MLEvolve
#1 on MLE-bench in 12 Hours, Now Open Source
MLEvolve is an automated machine learning engineering system for Kaggle-style competitions. It combines progressive MCGS search, multi-agent collaboration, and experience-driven memory to form a full loop from planning to coding, validation, and iterative optimization.
🚀 Open Source: InternScience / MLEvolveMain Idea
In long-horizon automation tasks, a system should not stop at writing one solution. It needs to continuously search, validate, and refine. MLEvolve turns Plan → Build → Evaluate → Evolve into a repeatable optimization loop so agents can approach better solutions under limited budgets.
Core Innovations
- 🌲 Progressive MCGS Search: Instead of following a single trial-and-error path, MLEvolve explores multiple candidate branches in parallel on a graph. When progress stalls, it performs cross-branch fusion by recombining useful strategies from top nodes. With budget-aware explore/exploit switching, search moves smoothly from broad exploration to focused refinement, improving convergence speed and robustness.
- 🧠 Experience-Driven Global Memory: Every attempt is stored as a retrievable quadruple of plan, code, metrics, and success/failure tags. Future nodes can reuse proven patterns and avoid known failure routes, reducing repeated mistakes. As memory grows during runtime, the system becomes increasingly task-aware and self-improving.
- 🛠️ Multi-Mode Adaptive Planning: MLEvolve follows a plan-code decoupled workflow and dynamically selects Base / Stepwise / Diff modes by task state. Base quickly builds full solutions, Stepwise decomposes long reasoning chains, and Diff performs targeted incremental patches. These modes can be chained for efficient iterations from strategy to precise fixes.
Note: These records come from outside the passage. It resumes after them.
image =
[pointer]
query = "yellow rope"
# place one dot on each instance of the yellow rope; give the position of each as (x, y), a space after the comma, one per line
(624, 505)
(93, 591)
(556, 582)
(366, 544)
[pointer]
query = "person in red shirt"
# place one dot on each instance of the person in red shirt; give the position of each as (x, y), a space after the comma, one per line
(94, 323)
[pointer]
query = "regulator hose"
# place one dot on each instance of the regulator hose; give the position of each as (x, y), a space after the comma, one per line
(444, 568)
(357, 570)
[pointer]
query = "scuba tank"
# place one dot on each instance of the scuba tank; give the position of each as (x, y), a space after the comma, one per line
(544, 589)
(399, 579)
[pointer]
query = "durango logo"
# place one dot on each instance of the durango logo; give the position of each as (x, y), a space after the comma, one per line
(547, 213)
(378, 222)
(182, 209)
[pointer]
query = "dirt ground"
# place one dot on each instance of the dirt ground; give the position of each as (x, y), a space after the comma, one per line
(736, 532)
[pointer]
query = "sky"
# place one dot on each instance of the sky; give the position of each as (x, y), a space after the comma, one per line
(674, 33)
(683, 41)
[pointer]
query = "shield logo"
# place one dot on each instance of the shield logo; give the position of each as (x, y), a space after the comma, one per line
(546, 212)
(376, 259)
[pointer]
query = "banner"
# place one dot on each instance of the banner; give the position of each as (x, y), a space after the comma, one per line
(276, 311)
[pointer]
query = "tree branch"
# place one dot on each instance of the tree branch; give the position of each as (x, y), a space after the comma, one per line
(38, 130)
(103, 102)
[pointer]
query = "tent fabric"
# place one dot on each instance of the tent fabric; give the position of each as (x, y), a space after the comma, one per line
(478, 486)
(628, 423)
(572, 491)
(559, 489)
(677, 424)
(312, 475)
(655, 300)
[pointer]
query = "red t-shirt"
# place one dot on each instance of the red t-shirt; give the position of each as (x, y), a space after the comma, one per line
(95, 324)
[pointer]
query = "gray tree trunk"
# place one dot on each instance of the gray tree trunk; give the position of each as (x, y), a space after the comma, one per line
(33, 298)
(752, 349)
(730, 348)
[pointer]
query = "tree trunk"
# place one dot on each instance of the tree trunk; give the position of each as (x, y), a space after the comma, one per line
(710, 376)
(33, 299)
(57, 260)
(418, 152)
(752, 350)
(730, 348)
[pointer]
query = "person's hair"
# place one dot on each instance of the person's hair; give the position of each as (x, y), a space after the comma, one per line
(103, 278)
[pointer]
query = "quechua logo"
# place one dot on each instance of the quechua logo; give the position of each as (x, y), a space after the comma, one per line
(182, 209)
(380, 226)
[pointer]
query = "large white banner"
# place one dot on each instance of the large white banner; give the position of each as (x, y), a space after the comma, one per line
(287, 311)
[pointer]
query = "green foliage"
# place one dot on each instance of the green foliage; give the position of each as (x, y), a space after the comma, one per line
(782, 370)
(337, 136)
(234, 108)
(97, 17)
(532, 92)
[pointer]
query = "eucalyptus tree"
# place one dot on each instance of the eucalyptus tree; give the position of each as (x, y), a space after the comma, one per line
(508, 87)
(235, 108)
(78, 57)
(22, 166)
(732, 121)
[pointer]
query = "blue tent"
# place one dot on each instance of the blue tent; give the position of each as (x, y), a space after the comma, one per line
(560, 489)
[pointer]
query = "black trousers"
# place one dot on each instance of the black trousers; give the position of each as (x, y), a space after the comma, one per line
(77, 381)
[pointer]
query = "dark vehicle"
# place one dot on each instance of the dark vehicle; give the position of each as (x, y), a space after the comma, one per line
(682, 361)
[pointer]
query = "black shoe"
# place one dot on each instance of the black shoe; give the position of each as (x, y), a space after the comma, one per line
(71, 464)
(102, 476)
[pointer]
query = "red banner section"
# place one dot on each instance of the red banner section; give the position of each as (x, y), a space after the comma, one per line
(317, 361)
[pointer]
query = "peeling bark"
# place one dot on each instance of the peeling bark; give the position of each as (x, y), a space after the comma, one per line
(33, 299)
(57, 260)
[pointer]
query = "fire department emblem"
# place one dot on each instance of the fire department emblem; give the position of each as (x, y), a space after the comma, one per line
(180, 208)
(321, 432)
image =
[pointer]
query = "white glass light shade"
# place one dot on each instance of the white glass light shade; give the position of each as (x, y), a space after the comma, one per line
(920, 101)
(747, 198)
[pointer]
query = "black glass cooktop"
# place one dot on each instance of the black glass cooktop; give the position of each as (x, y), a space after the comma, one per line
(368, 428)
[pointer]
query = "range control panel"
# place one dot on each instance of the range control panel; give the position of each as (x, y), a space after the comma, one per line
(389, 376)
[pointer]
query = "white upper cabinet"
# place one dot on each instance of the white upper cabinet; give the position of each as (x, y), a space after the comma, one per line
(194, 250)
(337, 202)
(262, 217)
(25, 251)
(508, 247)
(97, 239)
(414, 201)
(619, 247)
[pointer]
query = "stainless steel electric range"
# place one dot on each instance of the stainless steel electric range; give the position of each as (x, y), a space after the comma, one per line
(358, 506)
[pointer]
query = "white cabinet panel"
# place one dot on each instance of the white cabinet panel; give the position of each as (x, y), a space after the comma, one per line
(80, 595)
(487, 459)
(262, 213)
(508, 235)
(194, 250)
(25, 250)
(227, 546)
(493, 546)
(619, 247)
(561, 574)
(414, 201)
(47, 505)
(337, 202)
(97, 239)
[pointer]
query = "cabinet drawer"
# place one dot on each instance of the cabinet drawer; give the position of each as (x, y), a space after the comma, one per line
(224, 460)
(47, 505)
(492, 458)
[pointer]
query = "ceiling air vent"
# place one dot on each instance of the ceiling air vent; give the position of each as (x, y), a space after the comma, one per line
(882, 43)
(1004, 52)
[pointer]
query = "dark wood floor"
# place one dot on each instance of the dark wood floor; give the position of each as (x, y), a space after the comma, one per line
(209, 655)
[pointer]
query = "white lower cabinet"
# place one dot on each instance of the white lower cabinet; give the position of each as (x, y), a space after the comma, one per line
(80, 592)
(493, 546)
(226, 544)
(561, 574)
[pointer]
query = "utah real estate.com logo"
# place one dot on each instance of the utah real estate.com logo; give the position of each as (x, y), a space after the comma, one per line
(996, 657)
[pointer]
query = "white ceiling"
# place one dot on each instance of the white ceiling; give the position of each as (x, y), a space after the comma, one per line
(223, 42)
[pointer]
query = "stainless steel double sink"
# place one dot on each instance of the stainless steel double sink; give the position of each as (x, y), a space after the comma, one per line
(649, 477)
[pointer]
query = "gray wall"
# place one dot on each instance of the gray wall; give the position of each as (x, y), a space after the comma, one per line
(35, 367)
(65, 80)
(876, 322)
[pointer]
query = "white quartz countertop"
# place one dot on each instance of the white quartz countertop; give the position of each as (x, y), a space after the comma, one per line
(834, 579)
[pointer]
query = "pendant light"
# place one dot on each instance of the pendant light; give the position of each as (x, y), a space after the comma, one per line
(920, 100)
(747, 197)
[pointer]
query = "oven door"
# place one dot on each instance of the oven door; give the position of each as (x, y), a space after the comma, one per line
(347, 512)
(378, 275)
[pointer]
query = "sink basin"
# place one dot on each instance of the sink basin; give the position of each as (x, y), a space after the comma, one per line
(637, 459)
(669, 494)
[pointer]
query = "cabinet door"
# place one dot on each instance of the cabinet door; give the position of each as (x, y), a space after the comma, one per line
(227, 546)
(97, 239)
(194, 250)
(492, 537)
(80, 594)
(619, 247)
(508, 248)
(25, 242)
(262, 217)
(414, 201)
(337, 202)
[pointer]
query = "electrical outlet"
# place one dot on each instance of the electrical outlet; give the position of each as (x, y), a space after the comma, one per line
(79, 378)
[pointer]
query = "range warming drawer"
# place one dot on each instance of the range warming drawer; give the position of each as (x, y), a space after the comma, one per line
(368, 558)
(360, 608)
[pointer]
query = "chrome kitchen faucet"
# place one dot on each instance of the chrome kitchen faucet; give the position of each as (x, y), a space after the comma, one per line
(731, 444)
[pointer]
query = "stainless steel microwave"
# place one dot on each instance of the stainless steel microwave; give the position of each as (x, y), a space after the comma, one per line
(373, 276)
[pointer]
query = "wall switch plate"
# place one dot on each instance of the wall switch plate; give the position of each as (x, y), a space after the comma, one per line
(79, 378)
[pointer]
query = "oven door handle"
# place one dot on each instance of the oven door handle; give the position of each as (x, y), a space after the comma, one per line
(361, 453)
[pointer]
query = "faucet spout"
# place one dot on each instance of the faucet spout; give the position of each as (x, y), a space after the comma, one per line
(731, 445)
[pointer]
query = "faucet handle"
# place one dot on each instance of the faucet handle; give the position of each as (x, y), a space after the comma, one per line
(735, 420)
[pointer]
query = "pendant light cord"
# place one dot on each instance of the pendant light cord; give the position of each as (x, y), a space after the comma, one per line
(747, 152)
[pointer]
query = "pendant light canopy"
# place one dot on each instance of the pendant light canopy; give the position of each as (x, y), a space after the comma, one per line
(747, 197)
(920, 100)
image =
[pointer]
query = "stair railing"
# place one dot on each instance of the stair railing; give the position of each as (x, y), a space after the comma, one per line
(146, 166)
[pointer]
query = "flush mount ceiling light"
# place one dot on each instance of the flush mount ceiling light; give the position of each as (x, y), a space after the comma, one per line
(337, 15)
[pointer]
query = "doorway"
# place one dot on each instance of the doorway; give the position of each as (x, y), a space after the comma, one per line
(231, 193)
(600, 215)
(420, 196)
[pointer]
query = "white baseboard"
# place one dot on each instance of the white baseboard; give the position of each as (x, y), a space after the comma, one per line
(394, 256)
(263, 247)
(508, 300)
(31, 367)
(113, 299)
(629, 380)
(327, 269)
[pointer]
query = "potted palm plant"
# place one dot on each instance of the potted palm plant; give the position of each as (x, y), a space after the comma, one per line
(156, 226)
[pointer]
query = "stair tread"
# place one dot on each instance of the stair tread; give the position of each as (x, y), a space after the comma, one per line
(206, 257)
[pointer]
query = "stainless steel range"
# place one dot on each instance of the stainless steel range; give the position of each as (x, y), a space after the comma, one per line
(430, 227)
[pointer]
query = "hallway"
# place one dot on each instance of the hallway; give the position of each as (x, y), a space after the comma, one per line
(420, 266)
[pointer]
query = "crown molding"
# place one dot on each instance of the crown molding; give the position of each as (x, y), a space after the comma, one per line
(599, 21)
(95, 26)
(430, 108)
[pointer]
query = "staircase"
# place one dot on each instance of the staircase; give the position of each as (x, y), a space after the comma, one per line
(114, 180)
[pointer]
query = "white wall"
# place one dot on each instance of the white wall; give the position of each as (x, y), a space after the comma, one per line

- 🔁 Closed-Loop Validation and Optimization: MLEvolve connects proposal generation, code execution, metric feedback, and strategy updates into an automated loop. Each round of feedback directly adjusts search and planning priorities for the next round, turning the system from simple code generation into result-driven decision making.
Results and Impact
MLEvolve ranks first on MLE-bench with an Any Medal rate of 61.33% using only a 12-hour runtime budget. It also serves as a key optimization engine in InternAgent 1.5 for longer-horizon scientific discovery workflows.